Why my subscribers are not showing up is a common frustration among creators and viewers alike. They work hard to find whether subscriptions are broken.
Subscribers don’t get a creator’s new content in their subscription feed and thus never watch the content. Why does that occur, and what can creators and spectators fix it?
Any of you guys who are creators have presumably participated the frustration of attending premium subscribers, “Hey, your videos. They’re not displaying in my subscription feed. I didn’t realize you were publishing new content. Unfortunately, I’m not getting notified of your new content.”
Let’s talk about three potential reasons why they might not obtain your content and what you can do about it.
Why Are My Subscribers Not Showing Up?
Rambling Subscription Feed with What To Watch Feed
One of the biggest reasons your subscribers aren’t getting your content is because they are complicating their subscription feed with their What To Watch feed. And for active creators here on YouTube, it sounds crazy that anyone can confuse or mix up those two tabs on YouTube. But many newer people who are watching videos or are more recent to YouTube don’t know the difference between those. And so it is possible for sometimes those individuals to go to their What To Watch tab instead of their Subscriptions tab and then wonder why your videos aren’t displaying up.
And for those of you who don’t understand, the What To Watch tab offers you recommendations that YouTube thinks you would be interested in based on your past viewing history and the kinds of videos you are watching and engaging with regularly. To see all the videos from channels you’re subscribed to in reverse chronological order, you have to go to My Subscriptions, and you can see all those there.

May Not Be Logged into Channel
Issue number two is that your subscribers might be monitoring your videos, but they’re not logged into the channel when accomplishing so. So when they go to their What To Watch feed, your content isn’t showing up there.
One tip for you guys as creators is to make sure you post new videos to your channel regularly to give subscribers more and more opportunities to interact. Engross with your content, thus driving your videos– more possible– to their What To Watch feed, then showing your videos more prominently to them in more sites. Because the better they interact with your channel, the better they are sending engagement alerts back to YouTube. Because the more helpful they interact with your channel, the better engagement levels they transmit back to Google about the content.
Enabling Safety Mode
And number three, sometimes your viewers might have the Safety Mode enabled on their channel account, which filters out any content that potentially isn’t, like, acceptable for a two and three-year-old. But, seriously, the moderation filters on Safety Mode on channels are crazy strict.

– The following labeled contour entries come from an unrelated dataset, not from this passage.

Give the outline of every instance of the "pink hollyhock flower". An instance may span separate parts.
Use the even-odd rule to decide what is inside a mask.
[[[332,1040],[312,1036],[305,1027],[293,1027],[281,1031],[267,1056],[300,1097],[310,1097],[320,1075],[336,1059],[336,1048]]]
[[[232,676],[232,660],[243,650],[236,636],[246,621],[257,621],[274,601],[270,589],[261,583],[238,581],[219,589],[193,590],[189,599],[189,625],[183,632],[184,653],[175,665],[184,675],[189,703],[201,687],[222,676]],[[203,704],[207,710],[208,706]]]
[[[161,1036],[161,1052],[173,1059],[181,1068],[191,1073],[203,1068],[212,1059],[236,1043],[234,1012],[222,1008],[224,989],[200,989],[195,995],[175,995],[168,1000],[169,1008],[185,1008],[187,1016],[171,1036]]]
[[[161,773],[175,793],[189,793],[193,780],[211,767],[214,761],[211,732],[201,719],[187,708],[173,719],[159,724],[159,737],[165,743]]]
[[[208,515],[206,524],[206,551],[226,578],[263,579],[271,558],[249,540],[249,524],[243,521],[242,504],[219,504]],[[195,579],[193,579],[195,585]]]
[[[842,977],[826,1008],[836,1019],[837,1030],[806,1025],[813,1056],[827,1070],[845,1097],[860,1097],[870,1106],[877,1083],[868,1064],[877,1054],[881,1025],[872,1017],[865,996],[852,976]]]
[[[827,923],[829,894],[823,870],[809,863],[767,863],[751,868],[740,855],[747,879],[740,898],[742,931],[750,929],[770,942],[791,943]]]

To provide you with an instance, almost half of all the videos published on Video Creators get flagged and unavailable to people browsing YouTube in Safety Mode. People have been working with YouTube actively to fix this bug in their system because their content was clean with no profanity, no nudity, no drug references, no racism– anything like that.
The content is immaculate, and yet anyone who had Safety Mode enabled on their account would not see, like, almost half of the videos in search, in related videos, in their subscription feed. It would just be like the content didn’t even exist. They couldn’t even see the thumbnail of the videos. Everything’s been plugged.
So that could very well be a reason why some of your viewers are not getting all of your content. The content maker would love to hear from you guys, though in the comments below– what other things have you experienced that seems to indicate to you maybe this is this problem. Perhaps this is why your subscribers aren’t getting all your content. Or maybe there are other bugs or issues, or problems with the subscription system that you have seen.
Subscribers aren’t receiving the Campaigns.
Typically, when subscribers overlook your email campaign in their inboxes, it’s because of spam filters. However, if your recipients have examined their spam or junk folders and still don’t notice your campaign, there are a few other items to investigate.

- Is a particular subscriber not calling your emails? Invite them to add your the FROM email address to their contact list or address book.
- If your email address is in their address book, have them check their spam filter settings to ensure that your content and address aren’t blocked.
- Are they employing a webmail provider like Yahoo, AOL, or Hotmail? These providers throttle delivery, sometimes resulting in emails assuming about 24 hours to be delivered to a specific email account.
- Has the campaign been sent? The movement may still be in the delivery queue for dispatching from our servers. If you own Mailchimp Pro or our Premium plan, utilize the Delivery Insights feature to catch updates on the delivery improvement of your campaign.
Could there be an internal firewall? Some domains don’t like seeing emails going to and from the same environment via a third party. For instance, you may be mailing an internal company newsletter from you@domain.com to lotsofpeople@domain.com. Your email goes via a Mailchimp server in the middle of that procedure. Sometimes, these emails look questionable and are blocked, especially with corporate and university filters.
If none of the above appears to get your subscribers’ emails, they may require to add our IP addresses to their allowlist. Typically, only corporate domains can accomplish this. Consumer ISPs won’t add IP addresses to their allowlists case-by-case rationale.
Typically, subscribers should request their server administrator or IT department to endure permitting listing Mailchimp’s servers.